Her first theft of a book occurs at her brother's funeral, when one of the gravediggers drops his handbook. She seizes it and teaches herself some words from it. She steals another from the Mayor's wife's library and saves one from a book burning, all the while learning to read at night with Papa and then reading aloud to those who huddle in the shelter during bombing raids. And Max, the Jew who the family hides in their cellar, writes stories for her to read.
This is a story sewn with many layers and complications as we hear stories behind stories, people's lives filled out with involvements and intricacies which tie them all together and keep them apart. The reality of living in Nazi Germany is brilliantly evoked. But the emphasis on books and the power of words is at its base, as Leisel collects her books and keeps safe those written by Max. When she writes her own story it is Death who finds the book in the street after their houses have been bombed and all but Leisel killed, and he takes it with him, reading it over the years until finally he comes for her.

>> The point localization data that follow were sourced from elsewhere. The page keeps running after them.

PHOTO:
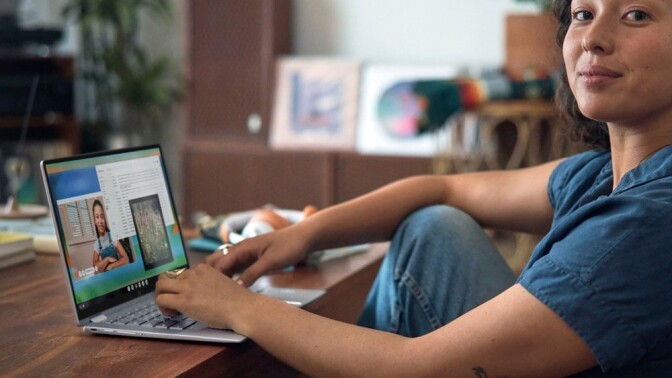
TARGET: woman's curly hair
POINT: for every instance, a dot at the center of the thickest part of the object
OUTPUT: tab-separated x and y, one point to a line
592	132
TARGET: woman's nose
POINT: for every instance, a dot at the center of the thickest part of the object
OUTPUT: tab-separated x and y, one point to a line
598	37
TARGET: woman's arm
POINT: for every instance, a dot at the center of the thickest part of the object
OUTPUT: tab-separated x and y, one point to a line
513	334
98	264
513	199
516	200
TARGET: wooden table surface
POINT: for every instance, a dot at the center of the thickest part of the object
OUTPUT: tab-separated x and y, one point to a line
40	337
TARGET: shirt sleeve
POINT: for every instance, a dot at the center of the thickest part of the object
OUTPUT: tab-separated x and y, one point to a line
606	273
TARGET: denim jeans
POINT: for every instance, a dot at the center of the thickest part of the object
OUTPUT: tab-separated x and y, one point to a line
440	265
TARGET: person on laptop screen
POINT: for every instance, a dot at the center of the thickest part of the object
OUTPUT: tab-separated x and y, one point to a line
595	299
108	253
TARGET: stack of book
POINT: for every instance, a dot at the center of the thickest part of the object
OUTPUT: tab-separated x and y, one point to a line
15	248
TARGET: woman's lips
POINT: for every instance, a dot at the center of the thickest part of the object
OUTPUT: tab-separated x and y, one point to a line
594	75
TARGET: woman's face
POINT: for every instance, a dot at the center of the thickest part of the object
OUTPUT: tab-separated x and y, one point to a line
99	219
618	55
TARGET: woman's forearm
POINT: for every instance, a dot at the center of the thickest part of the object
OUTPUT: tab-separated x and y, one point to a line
374	216
323	347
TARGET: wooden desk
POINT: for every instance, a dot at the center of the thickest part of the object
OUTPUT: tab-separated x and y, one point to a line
39	336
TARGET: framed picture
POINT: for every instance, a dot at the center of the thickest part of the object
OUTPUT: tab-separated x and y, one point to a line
388	110
315	104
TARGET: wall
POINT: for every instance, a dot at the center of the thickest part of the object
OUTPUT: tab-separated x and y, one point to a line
419	31
400	31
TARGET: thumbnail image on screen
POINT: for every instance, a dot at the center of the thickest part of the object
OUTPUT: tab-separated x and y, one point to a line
151	230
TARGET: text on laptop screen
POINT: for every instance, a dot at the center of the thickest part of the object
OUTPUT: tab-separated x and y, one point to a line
117	223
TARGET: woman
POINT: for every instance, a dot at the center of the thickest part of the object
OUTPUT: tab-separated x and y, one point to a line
595	298
107	254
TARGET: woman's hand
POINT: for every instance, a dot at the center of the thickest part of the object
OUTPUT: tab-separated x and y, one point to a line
203	294
260	255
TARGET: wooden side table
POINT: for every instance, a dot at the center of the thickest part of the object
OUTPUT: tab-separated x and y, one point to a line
478	143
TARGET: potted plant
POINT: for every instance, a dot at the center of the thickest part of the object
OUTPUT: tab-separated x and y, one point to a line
126	92
530	48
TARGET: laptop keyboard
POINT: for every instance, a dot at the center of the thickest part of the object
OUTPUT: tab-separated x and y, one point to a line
148	315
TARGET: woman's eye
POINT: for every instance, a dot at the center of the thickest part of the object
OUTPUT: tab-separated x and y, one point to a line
582	15
636	16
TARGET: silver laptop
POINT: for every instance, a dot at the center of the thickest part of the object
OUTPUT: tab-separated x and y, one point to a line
118	230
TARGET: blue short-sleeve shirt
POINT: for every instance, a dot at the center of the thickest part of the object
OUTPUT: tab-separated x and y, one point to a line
605	267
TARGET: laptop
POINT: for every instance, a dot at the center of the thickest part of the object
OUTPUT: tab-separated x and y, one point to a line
118	230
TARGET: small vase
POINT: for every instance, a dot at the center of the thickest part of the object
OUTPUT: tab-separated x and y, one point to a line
530	45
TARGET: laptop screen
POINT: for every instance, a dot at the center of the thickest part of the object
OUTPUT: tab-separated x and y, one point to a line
116	223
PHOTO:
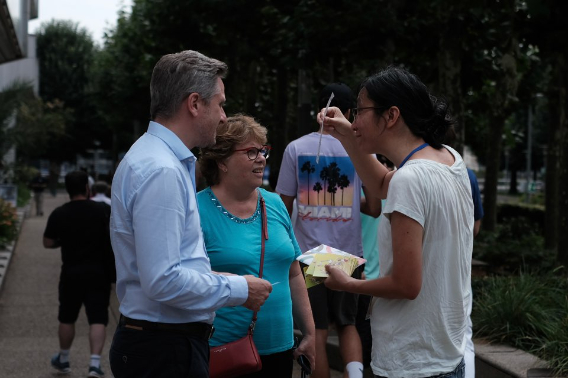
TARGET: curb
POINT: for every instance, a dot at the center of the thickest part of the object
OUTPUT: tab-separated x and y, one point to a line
491	361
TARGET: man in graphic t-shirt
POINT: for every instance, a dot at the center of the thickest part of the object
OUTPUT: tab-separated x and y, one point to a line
328	203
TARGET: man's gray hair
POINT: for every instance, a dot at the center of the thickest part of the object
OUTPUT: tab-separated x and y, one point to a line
176	76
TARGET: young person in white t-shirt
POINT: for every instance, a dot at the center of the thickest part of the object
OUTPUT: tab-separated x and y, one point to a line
426	236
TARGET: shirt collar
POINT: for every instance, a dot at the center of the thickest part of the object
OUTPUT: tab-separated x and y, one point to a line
171	139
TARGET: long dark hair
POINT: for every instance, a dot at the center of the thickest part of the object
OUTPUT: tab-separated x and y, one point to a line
425	115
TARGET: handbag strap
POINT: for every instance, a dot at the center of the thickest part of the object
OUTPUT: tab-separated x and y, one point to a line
263	237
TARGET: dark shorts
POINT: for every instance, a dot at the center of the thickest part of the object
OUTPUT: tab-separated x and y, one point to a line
154	354
329	306
277	365
75	293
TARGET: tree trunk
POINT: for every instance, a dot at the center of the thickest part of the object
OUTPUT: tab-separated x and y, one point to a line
305	106
513	182
251	88
552	174
279	135
563	166
449	77
493	151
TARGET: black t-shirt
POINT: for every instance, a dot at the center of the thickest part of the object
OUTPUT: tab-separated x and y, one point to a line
81	227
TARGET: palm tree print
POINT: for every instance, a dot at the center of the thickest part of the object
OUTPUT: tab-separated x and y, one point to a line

It is a perfect story, symmetrical in its overall theme, that Death is haunted by humans, haunted by their power to be good and bad at the same time, to wreak the worst and best deeds upon each other, to survive all the horrors known to mankind.
And all the while Denis Olsen's beautiful voice carries the story further. His modulation is perfect, his pitch exquisite, his rendering of the different voices, a joy to hear, particularly that reflecting the sardonic wit of the character of Death.